UC San Diego
Enhanced Convolutional Neural Networks and Their Application to Photo Optical Character Recognition
- Author(s): Lee, Chen-Yu
- Advisor(s): Lee, Zhuowen
- Cosman, Pamela
- et al.
This thesis presents two principled approaches to improve the performance of convolutional neural networks on visual recognition and demonstrates the effectiveness of CNNs on optical character recognition problem. First, we propose deeply-supervised nets (DSN), a method that simultaneously minimizes classification error and improves the directness and transparency of the hidden layer learning process. We focus our attention on three aspects of traditional CNN-type architectures: (1) transparency in the effect intermediate layers have on overall classification; (2) discriminativeness and robustness of learned features, especially in early layers; (3) training effectiveness in the face of ``vanishing'' gradients. To combat these issues, we introduce ``companion'' objective functions at each hidden layer, in addition to the overall objective function at the output layer.
Second, we seek to improve deep neural networks by generalizing the pooling operations that play a central role in current architectures.
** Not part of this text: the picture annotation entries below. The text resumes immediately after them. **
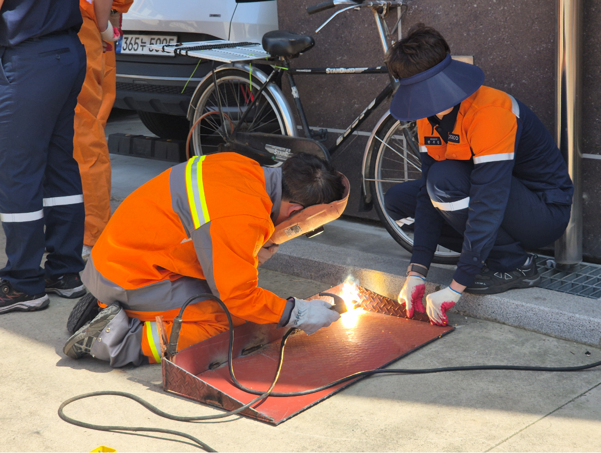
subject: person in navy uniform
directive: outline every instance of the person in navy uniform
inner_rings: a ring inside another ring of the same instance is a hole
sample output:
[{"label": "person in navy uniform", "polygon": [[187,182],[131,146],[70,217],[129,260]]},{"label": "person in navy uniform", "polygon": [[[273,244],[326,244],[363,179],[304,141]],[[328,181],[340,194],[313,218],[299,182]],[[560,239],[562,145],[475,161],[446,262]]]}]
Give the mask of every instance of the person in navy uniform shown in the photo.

The two primary directions lie in (1) learning a pooling function via combining of max and average pooling, and (2) learning a pooling function in the form of a tree-structured fusion of pooling filters that are themselves learned. In our experiments every generalized pooling operation we explore improves performance when used in place of average or max pooling. The advantages provided by the proposed methods are evident in our experimental results, showing state-of-the-art performance on MNIST, CIFAR-10, CIFAR-100, and SVHN.
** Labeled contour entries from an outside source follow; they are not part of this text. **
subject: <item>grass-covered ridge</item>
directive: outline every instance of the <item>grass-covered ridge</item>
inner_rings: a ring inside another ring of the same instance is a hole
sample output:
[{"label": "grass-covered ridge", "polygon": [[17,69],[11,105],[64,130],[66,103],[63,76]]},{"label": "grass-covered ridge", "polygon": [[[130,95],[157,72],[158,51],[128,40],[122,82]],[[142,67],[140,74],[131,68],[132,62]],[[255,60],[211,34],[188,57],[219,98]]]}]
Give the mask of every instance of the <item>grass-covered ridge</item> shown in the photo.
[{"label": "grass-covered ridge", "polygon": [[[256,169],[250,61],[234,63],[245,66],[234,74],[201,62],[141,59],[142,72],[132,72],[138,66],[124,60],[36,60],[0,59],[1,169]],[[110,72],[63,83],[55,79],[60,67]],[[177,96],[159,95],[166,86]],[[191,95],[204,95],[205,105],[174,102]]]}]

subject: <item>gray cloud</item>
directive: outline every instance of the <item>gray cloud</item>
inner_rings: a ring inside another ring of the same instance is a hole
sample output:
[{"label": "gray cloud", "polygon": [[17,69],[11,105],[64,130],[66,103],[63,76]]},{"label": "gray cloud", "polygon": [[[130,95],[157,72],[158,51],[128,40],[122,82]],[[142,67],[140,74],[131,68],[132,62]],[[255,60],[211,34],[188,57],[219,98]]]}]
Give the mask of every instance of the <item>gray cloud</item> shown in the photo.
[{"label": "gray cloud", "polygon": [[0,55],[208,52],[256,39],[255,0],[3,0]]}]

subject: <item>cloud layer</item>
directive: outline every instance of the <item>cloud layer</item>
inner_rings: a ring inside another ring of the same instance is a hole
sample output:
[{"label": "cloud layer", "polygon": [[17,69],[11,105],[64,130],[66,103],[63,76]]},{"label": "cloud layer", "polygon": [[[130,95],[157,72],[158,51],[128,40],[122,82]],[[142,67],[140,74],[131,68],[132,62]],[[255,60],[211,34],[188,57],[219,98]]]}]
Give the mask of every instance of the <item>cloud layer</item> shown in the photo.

Finally, we present recursive recurrent neural networks with attention modeling for lexicon-free optical character recognition in natural scene images. The primary advantages of the proposed method are: (1) use of recursive convolutional neural networks (CNNs), which allow for parametrically efficient and effective image feature extraction; (2) an implicitly learned character-level language model, embodied in a recurrent neural network which avoids the need to use N-grams; and (3) the use of a soft-attention mechanism, allowing the model to selectively exploit image features in a coordinated way, and allowing for end-to-end training within a standard backpropagation framework. We validate our method with state-of-the-art performance on challenging benchmark datasets: Street View Text, IIIT5k, ICDAR and Synth90k.